To run our SIMD-enabled bucketized cuckoo hash table hashing baseline:
sh run_hashing.sh lognormal.sorted.190M
Our implementation uses 32-bit integer keys and values. On an Intel Xeon E5-2690v4 CPU (2.6GHz), our table took 36ns per access while wasting 0.015GB of space (1% of slots).
As with the hashing baselines, we use 32-bit integer keys and values. This task makes the additional assumption that the data is sorted by key.

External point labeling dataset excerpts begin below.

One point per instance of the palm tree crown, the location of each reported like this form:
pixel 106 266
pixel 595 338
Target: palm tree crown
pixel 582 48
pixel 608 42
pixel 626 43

To run our range search baselines:
sh run_range_search.sh lognormal.sorted.190M
This script runs several baselines:
- binary search
- stx::btree, an open-source B-Tree implementation
- a simple read-only B-Tree with a two-level index
- a simple read-only B-Tree with a three-level index
- FAST, a fast SIMD-enabled B-Tree implementation
Our simple read-only B-Trees perform binary search on the topmost level, followed by AVX2 linear search on the subsequent levels until the position of the queried key is found. We found that pages of size 48 work well on our hardware setup; the page size can be tuned for your own hardware by calling the range_search
binary with different arguments.
On an Intel Xeon E5-2690v4 CPU (2.6GHz), we observe the following average query times on the log-normal data:
method | query time (ns) |
---|---|
binary search | 785.7 |
stx::btree | 534.1 |
2-level index | 201.1 |
3-level index | 177.3 |
FAST | 125.7 |
We note that directly comparing these numbers against those reported in the paper should be done with a grain of salt due to unspecified differences in testing environments. In particular, CPU cache sizes have a significant impact on performance for this workload. A second caveat is that the methods evaluated in the paper use binary search on the base data, whereas the simple B-Tree and FAST baselines use vectorized linear search. While it's possible that the learned index approach could be accelerated with the use of SIMD-based linear search on the lowest level, this potential optimization was not evaluated in the paper.